Maurice Bessinger, who died in 2014, helped establish West Columbia’s signature style of pork barbecue — cooked low and slow over direct heat from wood coals — and harnessed it and his father’s signature yellow sauce recipe to create what became the largest commercial barbecue operation in the U.S. in the ’90s. In addition to operating his local restaurants, Maurice Bessinger shipped sauce and frozen barbecue nationwide.​

But he also stocked white-supremacist literature and audiotapes at his restaurants, offering discounts on food to those who bought them. When the Confederate flag was removed from the S.C. State House dome in 2000, he raised it at his eateries. Confederate flags were once splashed on Maurice’s labels.

His children have stripped these elements from the business, pushing to escape these lingering associations.

“As a family now, we don’t dabble any in politics, in a negative light,” Paul said when asked about Maurice’s controversial past last year. “We just try to serve the world’s best barbecue, and that’s all we try to do. We don’t get into politics at all, and we kind of left that behind. Of course, my father, he did what he wanted to do. But it was different times, too. Different times. Somewhat. Some of it was recent. It was 20-something years ago, most of that stuff. But we don’t dabble in that at all. We don’t get into any politics.”

At its West Columbia facility that now sits in charred rubble, Maurice’s sought to create that world-class barbecue at massive scale.

Paul said the facility was churning out a ton of barbecue a day, and seven tons a week, spending $150,000 the previous year on wood to keep the pits constantly burning.

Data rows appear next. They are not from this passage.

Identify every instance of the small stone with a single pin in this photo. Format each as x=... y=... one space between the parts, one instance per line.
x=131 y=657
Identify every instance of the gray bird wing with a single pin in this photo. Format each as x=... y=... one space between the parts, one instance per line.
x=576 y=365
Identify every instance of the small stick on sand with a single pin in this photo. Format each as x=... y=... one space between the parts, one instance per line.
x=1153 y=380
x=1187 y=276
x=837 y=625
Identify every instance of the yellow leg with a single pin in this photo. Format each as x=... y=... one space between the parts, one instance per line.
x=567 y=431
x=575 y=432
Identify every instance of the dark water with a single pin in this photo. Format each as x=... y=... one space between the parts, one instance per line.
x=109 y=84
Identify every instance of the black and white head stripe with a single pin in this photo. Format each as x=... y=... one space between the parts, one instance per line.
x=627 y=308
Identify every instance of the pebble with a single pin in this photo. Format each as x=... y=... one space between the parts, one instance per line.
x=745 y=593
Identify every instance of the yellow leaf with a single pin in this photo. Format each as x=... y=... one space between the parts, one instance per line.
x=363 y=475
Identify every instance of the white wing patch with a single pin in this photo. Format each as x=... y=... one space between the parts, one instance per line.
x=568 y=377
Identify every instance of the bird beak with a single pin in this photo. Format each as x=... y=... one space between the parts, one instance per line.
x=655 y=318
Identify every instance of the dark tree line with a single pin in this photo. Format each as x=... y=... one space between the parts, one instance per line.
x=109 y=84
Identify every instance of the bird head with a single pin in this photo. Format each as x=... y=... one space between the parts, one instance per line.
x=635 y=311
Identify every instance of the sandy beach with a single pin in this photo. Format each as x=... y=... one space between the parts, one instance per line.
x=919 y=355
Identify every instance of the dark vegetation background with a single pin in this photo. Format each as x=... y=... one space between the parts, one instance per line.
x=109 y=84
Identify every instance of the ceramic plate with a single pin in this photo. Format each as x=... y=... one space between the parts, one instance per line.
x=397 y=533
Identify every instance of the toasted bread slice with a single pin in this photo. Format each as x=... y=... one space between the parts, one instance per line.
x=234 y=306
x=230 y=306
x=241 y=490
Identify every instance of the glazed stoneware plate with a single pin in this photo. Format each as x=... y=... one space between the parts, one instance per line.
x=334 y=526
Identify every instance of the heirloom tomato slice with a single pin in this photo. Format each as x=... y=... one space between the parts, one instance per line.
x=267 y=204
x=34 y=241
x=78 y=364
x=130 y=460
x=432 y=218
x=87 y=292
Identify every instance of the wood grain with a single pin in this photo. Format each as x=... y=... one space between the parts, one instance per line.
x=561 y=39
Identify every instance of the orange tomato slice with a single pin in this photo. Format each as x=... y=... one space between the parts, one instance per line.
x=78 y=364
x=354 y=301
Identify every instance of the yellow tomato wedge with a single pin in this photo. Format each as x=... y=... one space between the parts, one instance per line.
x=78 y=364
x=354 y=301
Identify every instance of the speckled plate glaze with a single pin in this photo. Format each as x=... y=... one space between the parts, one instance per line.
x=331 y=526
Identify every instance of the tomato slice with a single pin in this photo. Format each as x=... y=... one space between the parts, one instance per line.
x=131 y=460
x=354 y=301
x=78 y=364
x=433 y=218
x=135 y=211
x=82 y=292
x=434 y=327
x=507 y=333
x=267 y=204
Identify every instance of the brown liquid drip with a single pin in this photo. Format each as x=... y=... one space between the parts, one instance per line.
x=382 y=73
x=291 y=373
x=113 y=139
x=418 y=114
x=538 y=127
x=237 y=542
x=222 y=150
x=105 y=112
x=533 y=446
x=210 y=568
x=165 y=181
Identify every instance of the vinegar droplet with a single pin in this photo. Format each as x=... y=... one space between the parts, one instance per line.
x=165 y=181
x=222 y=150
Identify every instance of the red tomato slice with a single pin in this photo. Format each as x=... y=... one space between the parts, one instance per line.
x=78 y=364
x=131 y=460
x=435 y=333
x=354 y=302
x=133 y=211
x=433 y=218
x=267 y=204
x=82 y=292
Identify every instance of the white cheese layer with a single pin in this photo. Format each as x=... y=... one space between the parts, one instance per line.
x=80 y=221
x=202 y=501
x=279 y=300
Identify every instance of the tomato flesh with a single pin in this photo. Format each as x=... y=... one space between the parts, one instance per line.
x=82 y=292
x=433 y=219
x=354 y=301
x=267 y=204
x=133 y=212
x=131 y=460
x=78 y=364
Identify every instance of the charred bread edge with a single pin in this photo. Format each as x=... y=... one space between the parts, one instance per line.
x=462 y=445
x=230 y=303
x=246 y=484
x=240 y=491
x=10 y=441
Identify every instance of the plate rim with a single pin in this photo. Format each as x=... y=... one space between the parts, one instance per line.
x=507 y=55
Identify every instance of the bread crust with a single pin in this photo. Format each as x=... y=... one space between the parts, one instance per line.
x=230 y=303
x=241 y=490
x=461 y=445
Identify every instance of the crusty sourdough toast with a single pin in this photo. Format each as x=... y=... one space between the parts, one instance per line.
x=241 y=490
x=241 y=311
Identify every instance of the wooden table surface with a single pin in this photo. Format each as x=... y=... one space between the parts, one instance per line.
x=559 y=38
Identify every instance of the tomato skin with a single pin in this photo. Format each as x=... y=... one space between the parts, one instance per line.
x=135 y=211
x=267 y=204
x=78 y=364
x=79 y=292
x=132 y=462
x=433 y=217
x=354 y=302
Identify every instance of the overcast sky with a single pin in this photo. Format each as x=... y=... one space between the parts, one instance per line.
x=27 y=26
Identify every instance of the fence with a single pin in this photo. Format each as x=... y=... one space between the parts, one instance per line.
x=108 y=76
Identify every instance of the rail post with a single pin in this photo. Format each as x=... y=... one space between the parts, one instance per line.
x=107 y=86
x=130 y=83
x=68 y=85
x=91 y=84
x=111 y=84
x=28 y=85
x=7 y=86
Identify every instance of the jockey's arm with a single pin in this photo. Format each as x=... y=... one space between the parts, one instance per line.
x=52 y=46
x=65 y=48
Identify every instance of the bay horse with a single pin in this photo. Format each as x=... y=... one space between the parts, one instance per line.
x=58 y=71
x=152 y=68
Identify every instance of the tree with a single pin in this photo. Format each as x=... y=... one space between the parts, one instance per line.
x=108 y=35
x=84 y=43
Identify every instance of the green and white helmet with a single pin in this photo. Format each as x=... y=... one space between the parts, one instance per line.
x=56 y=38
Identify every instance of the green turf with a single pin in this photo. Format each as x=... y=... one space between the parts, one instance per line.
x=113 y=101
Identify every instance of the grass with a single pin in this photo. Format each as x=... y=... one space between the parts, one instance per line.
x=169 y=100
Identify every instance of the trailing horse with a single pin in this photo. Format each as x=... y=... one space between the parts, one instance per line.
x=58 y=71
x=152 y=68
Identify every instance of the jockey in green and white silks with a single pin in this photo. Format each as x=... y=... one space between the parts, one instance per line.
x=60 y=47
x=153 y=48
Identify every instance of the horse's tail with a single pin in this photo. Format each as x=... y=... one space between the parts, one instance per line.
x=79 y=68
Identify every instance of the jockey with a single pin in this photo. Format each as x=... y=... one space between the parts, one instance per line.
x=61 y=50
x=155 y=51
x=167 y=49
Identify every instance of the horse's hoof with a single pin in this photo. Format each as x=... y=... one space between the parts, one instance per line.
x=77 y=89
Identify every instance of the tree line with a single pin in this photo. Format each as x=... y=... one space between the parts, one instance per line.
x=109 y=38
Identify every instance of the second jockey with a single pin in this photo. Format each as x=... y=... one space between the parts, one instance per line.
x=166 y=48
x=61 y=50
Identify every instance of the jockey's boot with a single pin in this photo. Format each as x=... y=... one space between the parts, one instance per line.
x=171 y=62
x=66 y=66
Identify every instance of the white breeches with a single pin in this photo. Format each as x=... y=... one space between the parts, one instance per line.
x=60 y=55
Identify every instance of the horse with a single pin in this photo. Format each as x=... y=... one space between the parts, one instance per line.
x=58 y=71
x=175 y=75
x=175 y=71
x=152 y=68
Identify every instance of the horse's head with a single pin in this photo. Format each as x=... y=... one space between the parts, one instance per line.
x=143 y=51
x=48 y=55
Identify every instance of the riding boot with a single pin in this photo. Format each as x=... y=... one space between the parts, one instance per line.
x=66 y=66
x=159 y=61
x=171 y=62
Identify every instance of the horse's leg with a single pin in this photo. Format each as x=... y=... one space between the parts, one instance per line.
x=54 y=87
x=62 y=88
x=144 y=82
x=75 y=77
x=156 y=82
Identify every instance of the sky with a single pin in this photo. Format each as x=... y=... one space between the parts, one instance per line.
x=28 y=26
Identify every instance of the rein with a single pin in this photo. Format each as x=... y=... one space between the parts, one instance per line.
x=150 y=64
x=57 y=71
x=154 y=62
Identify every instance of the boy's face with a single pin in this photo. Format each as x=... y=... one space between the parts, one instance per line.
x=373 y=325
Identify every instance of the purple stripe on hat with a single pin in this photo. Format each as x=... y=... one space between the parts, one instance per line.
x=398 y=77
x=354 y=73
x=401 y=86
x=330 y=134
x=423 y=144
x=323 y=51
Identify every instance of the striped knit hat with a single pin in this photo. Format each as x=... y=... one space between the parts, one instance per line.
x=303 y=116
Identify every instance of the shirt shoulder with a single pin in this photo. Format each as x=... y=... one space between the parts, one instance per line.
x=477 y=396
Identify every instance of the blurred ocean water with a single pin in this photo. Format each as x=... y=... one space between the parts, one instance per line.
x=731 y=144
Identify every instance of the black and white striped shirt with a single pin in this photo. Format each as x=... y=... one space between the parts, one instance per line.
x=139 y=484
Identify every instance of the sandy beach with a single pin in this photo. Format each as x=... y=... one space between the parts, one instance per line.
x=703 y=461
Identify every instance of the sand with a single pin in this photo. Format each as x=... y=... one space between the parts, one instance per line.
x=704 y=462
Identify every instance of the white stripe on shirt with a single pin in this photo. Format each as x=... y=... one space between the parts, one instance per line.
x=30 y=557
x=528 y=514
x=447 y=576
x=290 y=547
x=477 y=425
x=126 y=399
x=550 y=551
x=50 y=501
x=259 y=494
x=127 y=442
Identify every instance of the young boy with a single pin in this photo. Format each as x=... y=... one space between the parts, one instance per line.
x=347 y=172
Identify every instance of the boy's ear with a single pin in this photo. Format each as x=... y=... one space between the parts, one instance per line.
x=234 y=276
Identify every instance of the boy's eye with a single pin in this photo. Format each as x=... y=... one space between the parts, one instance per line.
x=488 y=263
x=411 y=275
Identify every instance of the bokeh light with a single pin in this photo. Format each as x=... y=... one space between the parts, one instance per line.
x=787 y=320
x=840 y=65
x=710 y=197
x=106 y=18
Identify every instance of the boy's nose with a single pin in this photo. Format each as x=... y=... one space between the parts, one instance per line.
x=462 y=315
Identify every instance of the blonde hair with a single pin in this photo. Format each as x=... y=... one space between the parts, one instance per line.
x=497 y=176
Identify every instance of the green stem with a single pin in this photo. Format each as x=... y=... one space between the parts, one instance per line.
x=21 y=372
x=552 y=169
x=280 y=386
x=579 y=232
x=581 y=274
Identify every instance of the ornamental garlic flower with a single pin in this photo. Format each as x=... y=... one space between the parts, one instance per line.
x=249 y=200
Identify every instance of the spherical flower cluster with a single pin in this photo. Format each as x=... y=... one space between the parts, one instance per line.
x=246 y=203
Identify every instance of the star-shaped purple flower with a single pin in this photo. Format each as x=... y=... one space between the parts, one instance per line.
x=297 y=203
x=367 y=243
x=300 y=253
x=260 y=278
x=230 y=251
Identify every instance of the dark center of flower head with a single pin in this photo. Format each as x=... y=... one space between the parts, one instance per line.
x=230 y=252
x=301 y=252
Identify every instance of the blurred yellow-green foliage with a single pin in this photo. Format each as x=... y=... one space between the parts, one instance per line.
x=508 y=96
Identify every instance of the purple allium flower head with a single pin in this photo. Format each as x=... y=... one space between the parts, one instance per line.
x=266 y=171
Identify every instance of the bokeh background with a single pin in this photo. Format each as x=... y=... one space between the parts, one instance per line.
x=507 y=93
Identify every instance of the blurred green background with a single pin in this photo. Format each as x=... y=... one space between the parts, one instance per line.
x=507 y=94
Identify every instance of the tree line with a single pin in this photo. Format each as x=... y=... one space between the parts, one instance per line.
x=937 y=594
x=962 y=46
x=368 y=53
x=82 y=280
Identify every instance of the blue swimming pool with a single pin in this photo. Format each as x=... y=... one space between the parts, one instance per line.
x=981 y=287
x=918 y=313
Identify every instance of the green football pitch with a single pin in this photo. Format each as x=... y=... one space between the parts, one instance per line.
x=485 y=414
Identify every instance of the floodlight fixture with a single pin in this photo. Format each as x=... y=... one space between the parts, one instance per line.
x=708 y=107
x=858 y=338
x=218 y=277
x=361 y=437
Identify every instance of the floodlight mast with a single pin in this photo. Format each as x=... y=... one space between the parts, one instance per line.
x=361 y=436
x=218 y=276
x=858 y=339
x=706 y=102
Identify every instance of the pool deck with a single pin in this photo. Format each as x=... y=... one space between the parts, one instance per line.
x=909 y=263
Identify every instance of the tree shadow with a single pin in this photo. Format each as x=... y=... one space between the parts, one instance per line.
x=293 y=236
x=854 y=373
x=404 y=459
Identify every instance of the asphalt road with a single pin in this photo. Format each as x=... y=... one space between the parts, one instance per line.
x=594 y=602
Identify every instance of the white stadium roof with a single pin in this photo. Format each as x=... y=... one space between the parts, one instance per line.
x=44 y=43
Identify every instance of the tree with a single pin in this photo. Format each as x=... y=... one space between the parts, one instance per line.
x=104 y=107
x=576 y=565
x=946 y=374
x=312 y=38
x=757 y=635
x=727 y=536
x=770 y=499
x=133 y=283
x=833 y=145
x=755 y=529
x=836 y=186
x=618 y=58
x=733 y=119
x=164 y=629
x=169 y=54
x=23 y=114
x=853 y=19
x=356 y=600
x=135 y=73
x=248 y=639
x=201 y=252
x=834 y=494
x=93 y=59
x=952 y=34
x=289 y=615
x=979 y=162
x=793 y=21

“That’s a normal week,” he said. “July 4 week, the week of a big football game, we cook more stuff.”

They cooked all the time, he emphasized, pointing to a rack of smoked hams that went on at 2 a.m. one day ​and cooked for more than 24 hours. And the meat on the pits wasn’t the only meat they were prepping. A huge Texas-style smoker sat in a screened smokehouse behind the pits to cook brisket that also made its way to Maurice’s restaurants. Hamburger was hand-pattied to be sent out for cooking.

A pair of enormous freezers sat at the other end of the facility, holding many of the needed ingredients. And because of the size of the operation and the fact that they shipped across state lines, there was an office for the USDA inspector who ​was often on hand to ensure that the operation was running as it should.

“We work every day,” Paul said of the effort put in by him and his siblings. “None of us go anywhere. We’re running different facets of the business, trying to keep things going.”

He said that was what it took to cook real wood-fired barbecue at the scale they were cooking it. Barbecue was something Paul had been doing for a long time, so maintaining quality was incredibly important to him.

“There was a guy named John F. Kennedy. Ever heard of him? He was president when I started,” Paul said of the early 1960s​ when he began working for his father on the weekends. “Not many people have been in this type of business, doing this type of work as long as I have. And I can tell you this: Nobody has cooked more barbecue than I have. Nobody. Go to the West Coast, East Coast, New York — nobody.”

The West Columbia restaurant and its iconic sign, lorded over by the smirking pig “Little Joe,” sit on the opposite side of a parking lot from the buildings that burned and were left unscathed.

“That sign was put up in ‘68,” Paul said. “Used to be the biggest sign company in the world was right in West Columbia, Colite. They were big, they were international. They built that sign. The people at Colite went to Las Vegas with my father and designed that sign.”

“That sign has been through several hurricanes and never had a problem, and it’s still standing,” he added.

Now the sign has survived a fire. And the team at Maurice’s says it’s working hard to do the same.